# How often do you shoot to keep archery muscles in tune.



## Arroslinger (Feb 20, 2020)

Been trying to shoot 15 to 20 a day. Up close in the basement.


----------



## Arcus Venator (Dec 19, 2008)

I also shoot in my basement. Usually about a dozen arrows 3 or 4 times a week.


----------



## JoeBear1958 (Feb 21, 2018)

Two times a week. More when weather and chores allow the time. Seems like I’ve read it’s like seven days before you actually lose muscle.


----------



## huteson2us2 (Jun 22, 2005)

Stroke 18 months ago so 3-4 time a week and shoot until arms can no longer shoot. I don't worry about only making good shots. I am worried about finishing a round. 10 to 15 good shots will not win a tournament. But is good for hunting where one good shot is all you need to get your animal.
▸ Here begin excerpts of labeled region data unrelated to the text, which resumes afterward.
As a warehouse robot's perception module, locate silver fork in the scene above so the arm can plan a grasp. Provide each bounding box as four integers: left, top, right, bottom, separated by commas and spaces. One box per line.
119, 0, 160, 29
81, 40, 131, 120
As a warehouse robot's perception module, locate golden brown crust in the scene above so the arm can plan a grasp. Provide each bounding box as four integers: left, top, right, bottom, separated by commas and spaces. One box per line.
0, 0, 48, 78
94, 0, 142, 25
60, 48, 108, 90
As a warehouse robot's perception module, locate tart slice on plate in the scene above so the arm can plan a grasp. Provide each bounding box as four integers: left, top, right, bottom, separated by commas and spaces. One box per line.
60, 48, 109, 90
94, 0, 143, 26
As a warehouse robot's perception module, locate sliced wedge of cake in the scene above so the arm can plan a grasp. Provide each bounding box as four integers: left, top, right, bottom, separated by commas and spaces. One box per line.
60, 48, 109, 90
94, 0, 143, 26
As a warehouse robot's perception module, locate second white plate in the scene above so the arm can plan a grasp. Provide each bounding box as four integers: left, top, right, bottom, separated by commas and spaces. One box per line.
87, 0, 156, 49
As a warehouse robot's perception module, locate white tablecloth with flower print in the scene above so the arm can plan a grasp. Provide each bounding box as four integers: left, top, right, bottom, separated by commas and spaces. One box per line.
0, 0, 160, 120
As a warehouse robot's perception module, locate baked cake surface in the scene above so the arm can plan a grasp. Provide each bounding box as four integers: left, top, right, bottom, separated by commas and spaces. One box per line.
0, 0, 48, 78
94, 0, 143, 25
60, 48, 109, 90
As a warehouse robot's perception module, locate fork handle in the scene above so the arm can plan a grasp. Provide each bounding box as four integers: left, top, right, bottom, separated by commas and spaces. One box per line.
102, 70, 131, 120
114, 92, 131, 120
Went to Vegas again this year. 1st day, my left arm tired out after 4 ends That is 6 ends with practice ends. 2nd day the arm gave out after 6 scoring ends and the 3rd day it lasted until scoring end #8. 

There is hope. I won the Senior Olympics for my age group this year in Tucson, but my arm was starting to give out at 50 yards. Every shot after that was a struggle. I will attend the NFAA Nationals in Darrington this year and that will be the ultimate test due to it's steep hill courses and the number of arrows shot. Right now, I shoot 2 arrows per target on our Field range. By July, I will have to have it up to 4 arrows per target.


----------



## V-STROM 650 (Feb 23, 2010)

huteson2us2 said:


> Stroke 18 months ago so 3-4 time a week and shoot until arms can no longer shoot. I don't worry about only making good shots. I am worried about finishing a round. 10 to 15 good shots will not win a tournament. But is good for hunting where one good shot is all you need to get your animal. Went to Vegas again this year. 1st day, my left arm tired out after 4 ends That is 6 ends with practice ends. 2nd day the arm gave out after 6 scoring ends and the 3rd day it lasted until scoring end #8.
> 
> There is hope. I won the Senior Olympics for my age group this year in Tucson, but my arm was starting to give out at 50 yards. Every shot after that was a struggle. I will attend the NFAA Nationals in Darrington this year and that will be the ultimate test due to it's steep hill courses and the number of arrows shot. Right now, I shoot 2 arrows per target on our Field range. By July, I will have to have it up to 4 arrows per target.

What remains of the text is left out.